Open access, https://journals.plos.org/plosone/article?id=10.1371/journal.pone.0252035
 
Honestly, of all the factors that make this field of research a muddy mess, "a change in the meaning of self-evaluations" is probably the least of all problems. It's not the patients who change their minds, that rarely happens, it's that everything is arbitrary and detached from reality but that's never taken into account, with as little reliability as movie reviews, probably even less.

But focusing on the least of all problems is a convenient way of ignoring the entire herd of elephants in the room.
 
"a change in the meaning of self-evaluations" is probably the least of all problems.
I think it's still a big problem, as Graham's video and our discussions have shown. If you think your pain is pretty bad, and then you are told that actually it's not bad, it's actually pretty normal, you are likely to change your frame of reference.

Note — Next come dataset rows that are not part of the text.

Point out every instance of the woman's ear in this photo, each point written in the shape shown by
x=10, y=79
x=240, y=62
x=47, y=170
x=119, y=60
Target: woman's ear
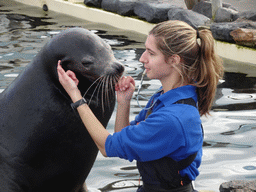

I haven't read the paper yet, but I don't see how these researchers could have retrospectively reliably separated out the impact of a change in a frame of reference and the impact of either a real therapeutic benefit or a natural change due to time in trials. Isn't the difficulty of separating out the contributions of the various types of change in self-reported variables exactly the problem?
 
Note,
Verdam et al. said:
Although there is some previous research on the occurrence of response shift in measures of fatigue (cf. [3739]), those studies mostly pertain to fatigue in cancer patients and response shift induced by radio- or chemotherapy; and thus their results are difficult to compare to the results of our study, and not informative with regards to the interpretation of response shift due to psychological intervention.
 
If you think your pain is pretty bad, and then you are told that actually it's not bad, it's actually pretty normal, you are likely to change your frame of reference.

This happened to me. All it achieved in the beginning was giving me an inferiority complex. It didn't make the pain any easier to cope with.

I should add to this, that it also made me believe that a big chunk of the medical profession is malicious and really nasty, a belief that I've never really had much reason to alter throughout my life.